Die Bedingungen, sagt er, seien im Bostadel wohl besser wie vielerorts sonst. Trotzdem hadert er: «Ich sitze schon so viele Jahre hier – irgendwann hat man die Routine gesehen.» Seit Februar 2018 darf Peter Vogt in den Ausgang. Drei Mal bisher. Polizeibegleitet. Jeweils fünf Stunden. Zu kurz, um seine Mutter zu besuchen. Die hochbetagte Frau leidet an Demenz. Die Reise zu ihrem Sohn wäre zu gefährlich, sagen die Ärzte. «Als ich erfuhr, dass ich meine Mama wohl nie mehr sehen werde, verlor ich den letzten Lebensmut», sagt er.

Gefühltes Leben im Hamsterrad

Trotzdem: Laut Gutachten gilt Vogt als nicht therapierbar, als hochgefährlich. Er bleibt streng überwacht. Weggesperrt. «Ich renne in einem Hamsterrad», sagt er.
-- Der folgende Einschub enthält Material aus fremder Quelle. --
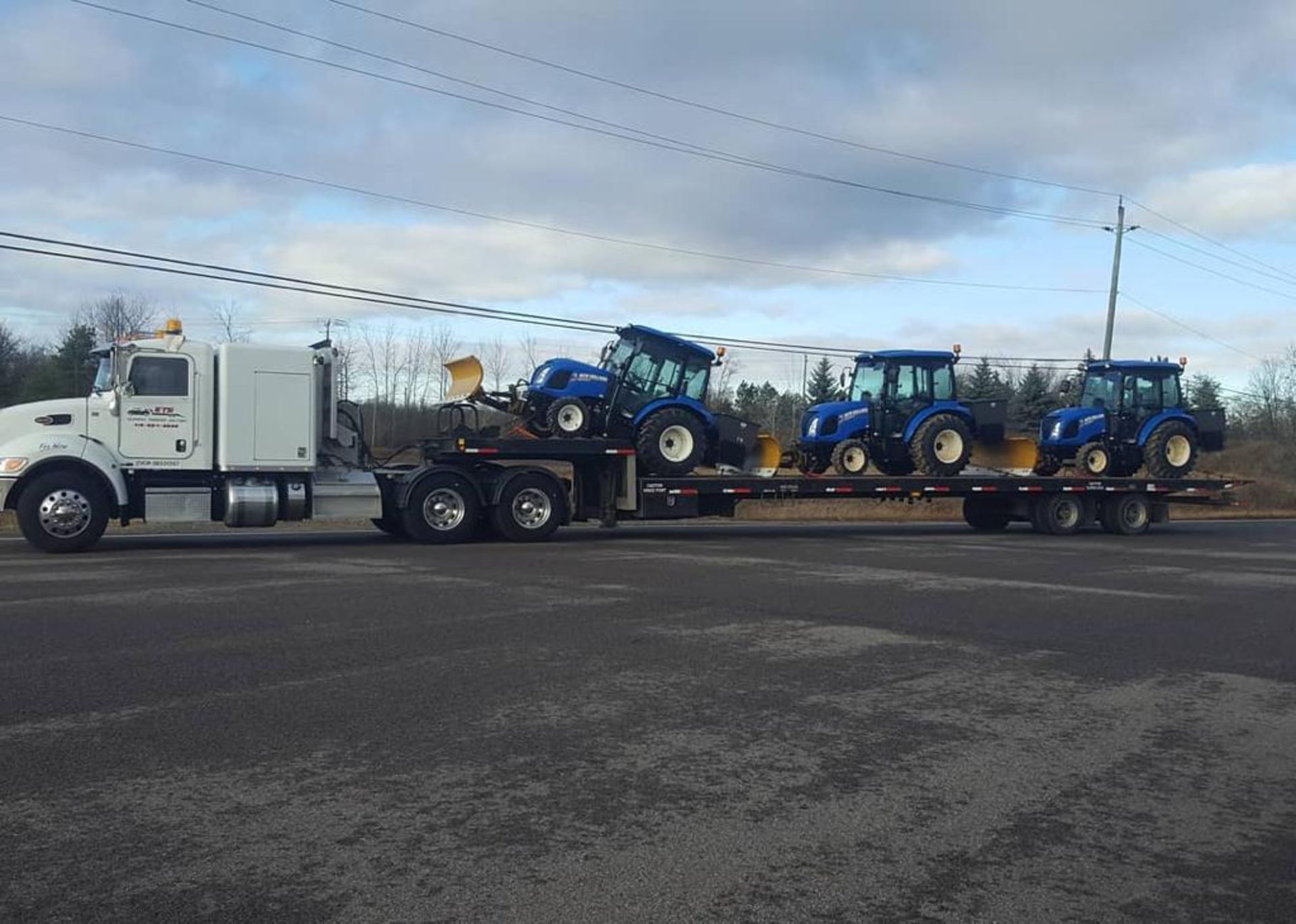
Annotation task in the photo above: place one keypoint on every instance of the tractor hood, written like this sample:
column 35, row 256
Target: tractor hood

Gibt es also nur einen Ausweg für ihn – den Tod? Ein Therapiebericht des Forensischen Instituts Zentralschweiz kommt zum Schluss: Nein. Die Rechtspsychologen halten fest, Vogt hätte in den vergangenen Jahren Fortschritte gemacht. Sich persönlich weiterentwickelt. Ihre Empfehlung: Der Wechsel in ein offenes Setting. So könne er einfacher soziale Kontakte pflegen. Es wäre ein Lichtblick für Vogt. Doch die Behörden erkennen den Bericht und den Wunsch von Vogt nicht an. Alles beim Alten – so sieht Vogt weiter nur einen Ausweg: sterben.